Running benches locally

  • Single crate: cargo bench -p nautilus-core.
  • Single benchmark module: cargo bench -p nautilus-core --bench time.
  • CI performance benches: make cargo-ci-benches (runs the crates included in the CI performance workflow one at a time to avoid the mixed-panic-strategy linker issue).

Criterion writes HTML reports to target/criterion/; open target/criterion/report/index.html in your browser.

Generating a flamegraph

cargo-flamegraph lets you see a sampled call-stack profile of a single benchmark. On Linux it uses perf, and on macOS it uses DTrace.

  1. Install cargo-flamegraph once per machine (it installs a cargo flamegraph subcommand automatically).

    cargo install flamegraph
  2. Run a specific bench with the symbol-rich bench profile.

    # example: the matching benchmark in nautilus-common
    cargo flamegraph --bench matching -p nautilus-common --profile bench
  3. Open the generated flamegraph.svg in your browser and zoom into hot paths.

Linux

On Linux, perf must be available. On Debian/Ubuntu, you can install it with:

sudo apt install linux-tools-common linux-tools-$(uname -r)

If you see an error mentioning perf_event_paranoid you need to relax the kernel’s perf restrictions for the current session (root required):

sudo sh -c 'echo 1 > /proc/sys/kernel/perf_event_paranoid'

A value of 1 is typically enough; set it back to 2 (default) or make the change permanent via /etc/sysctl.conf if desired.

macOS

On macOS, DTrace requires root permissions, so you must run cargo flamegraph with sudo:

# Note the use of sudo
sudo cargo flamegraph --bench matching -p nautilus-common --profile bench

Warning Running with sudo will create files in your target/ directory that are owned by the root user. This can cause permission errors with subsequent cargo commands.
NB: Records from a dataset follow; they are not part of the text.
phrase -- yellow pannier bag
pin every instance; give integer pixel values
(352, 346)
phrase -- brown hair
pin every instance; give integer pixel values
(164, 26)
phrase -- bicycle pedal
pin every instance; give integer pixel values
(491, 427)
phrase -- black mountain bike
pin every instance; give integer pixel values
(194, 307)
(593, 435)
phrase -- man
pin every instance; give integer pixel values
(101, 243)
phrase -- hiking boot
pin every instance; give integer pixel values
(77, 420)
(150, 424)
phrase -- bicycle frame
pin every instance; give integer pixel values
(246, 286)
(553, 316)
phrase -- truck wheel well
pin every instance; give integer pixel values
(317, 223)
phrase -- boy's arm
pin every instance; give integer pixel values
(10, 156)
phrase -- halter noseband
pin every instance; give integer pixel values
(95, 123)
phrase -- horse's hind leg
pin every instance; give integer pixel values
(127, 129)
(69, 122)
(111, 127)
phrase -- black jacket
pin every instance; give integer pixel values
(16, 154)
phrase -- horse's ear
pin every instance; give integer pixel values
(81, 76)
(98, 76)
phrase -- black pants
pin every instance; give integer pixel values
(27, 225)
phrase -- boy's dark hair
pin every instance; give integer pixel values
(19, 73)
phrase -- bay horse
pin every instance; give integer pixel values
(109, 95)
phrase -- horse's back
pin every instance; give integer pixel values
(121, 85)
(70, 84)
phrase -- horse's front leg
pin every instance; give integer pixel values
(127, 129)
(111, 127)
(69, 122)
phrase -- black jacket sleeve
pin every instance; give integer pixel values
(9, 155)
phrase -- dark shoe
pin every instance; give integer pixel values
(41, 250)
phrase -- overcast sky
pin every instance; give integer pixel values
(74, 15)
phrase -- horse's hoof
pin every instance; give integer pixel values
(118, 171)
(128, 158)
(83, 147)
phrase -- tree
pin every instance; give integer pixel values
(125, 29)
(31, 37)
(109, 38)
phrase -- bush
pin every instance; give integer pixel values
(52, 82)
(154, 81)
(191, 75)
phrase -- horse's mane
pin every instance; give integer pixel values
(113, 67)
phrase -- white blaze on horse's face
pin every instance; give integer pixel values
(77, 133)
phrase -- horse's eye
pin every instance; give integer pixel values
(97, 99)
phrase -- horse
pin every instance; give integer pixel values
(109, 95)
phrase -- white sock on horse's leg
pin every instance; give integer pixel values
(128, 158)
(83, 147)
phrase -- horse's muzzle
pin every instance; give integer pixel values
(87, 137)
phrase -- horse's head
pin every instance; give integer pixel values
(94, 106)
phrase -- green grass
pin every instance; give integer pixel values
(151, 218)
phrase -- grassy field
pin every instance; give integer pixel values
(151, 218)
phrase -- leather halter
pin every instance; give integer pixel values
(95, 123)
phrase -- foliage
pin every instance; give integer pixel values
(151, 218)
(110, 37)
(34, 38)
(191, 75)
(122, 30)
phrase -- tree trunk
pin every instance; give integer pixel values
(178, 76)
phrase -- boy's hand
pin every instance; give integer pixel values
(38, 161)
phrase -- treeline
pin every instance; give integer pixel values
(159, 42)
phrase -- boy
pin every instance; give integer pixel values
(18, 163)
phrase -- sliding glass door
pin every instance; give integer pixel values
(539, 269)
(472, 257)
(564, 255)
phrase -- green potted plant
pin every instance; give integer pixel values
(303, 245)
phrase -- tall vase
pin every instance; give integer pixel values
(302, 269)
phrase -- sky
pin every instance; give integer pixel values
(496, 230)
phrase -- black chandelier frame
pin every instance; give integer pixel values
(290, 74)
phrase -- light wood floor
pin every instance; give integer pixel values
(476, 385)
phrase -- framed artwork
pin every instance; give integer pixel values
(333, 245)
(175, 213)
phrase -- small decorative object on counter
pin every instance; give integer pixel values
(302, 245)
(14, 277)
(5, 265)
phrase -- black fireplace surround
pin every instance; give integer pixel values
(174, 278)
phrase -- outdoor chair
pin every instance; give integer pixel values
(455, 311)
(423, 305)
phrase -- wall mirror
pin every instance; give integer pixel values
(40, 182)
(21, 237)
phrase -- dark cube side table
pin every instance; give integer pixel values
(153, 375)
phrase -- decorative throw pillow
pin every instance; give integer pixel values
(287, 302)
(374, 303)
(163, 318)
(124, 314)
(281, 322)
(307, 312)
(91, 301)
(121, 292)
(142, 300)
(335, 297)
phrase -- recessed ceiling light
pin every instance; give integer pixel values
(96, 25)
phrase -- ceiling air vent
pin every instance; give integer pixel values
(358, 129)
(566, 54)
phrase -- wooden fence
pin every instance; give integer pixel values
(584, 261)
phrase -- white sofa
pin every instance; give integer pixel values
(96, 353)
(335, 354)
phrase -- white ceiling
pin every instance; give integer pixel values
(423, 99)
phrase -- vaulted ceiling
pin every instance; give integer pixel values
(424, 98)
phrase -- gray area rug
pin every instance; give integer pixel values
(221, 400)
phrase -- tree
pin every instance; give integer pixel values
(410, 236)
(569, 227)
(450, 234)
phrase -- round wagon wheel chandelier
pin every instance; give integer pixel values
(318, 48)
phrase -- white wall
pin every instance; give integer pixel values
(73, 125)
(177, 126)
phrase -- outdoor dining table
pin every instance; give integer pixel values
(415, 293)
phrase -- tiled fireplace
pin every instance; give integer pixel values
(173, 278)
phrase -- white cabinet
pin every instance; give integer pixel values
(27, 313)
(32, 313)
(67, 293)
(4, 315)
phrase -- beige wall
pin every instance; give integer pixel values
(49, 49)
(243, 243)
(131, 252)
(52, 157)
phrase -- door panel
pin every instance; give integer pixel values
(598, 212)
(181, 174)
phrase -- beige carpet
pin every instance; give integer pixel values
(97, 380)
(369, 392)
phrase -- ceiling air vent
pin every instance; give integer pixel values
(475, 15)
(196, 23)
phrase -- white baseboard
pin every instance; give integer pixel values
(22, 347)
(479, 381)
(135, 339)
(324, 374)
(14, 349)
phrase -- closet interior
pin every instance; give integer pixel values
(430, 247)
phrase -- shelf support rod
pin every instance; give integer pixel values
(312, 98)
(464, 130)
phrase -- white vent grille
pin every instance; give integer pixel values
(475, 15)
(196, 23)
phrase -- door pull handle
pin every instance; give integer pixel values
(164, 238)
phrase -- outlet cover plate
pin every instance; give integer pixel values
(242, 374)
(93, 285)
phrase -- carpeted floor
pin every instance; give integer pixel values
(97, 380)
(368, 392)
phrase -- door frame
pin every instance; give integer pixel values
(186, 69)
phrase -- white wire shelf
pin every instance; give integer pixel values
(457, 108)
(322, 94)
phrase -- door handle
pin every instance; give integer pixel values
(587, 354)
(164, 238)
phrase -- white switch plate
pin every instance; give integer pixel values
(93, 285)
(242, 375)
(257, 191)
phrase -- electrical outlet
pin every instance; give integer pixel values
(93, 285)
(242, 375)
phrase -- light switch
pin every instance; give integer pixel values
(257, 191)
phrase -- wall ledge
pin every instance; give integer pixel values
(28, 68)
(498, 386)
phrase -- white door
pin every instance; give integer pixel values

To fix this, you may need to remove the root-owned files manually, or simply run sudo cargo clean to remove the entire target/ directory.

Because [profile.bench] keeps full debug symbols the SVG will show readable function names without bloating production binaries (which still use panic = "abort" and are built via [profile.release]).

Note Benchmark binaries are compiled with the custom [profile.bench] defined in the workspace Cargo.toml. That profile inherits from release-debugging, preserving full optimisation and debug symbols so that tools like cargo flamegraph or perf produce human-readable stack traces.


Templates

Ready-to-copy starter files live in docs/dev_templates/.

  • Criterion: criterion_template.rs
  • iai: iai_template.rs

Copy the template into benches/, adjust imports and names, and start measuring!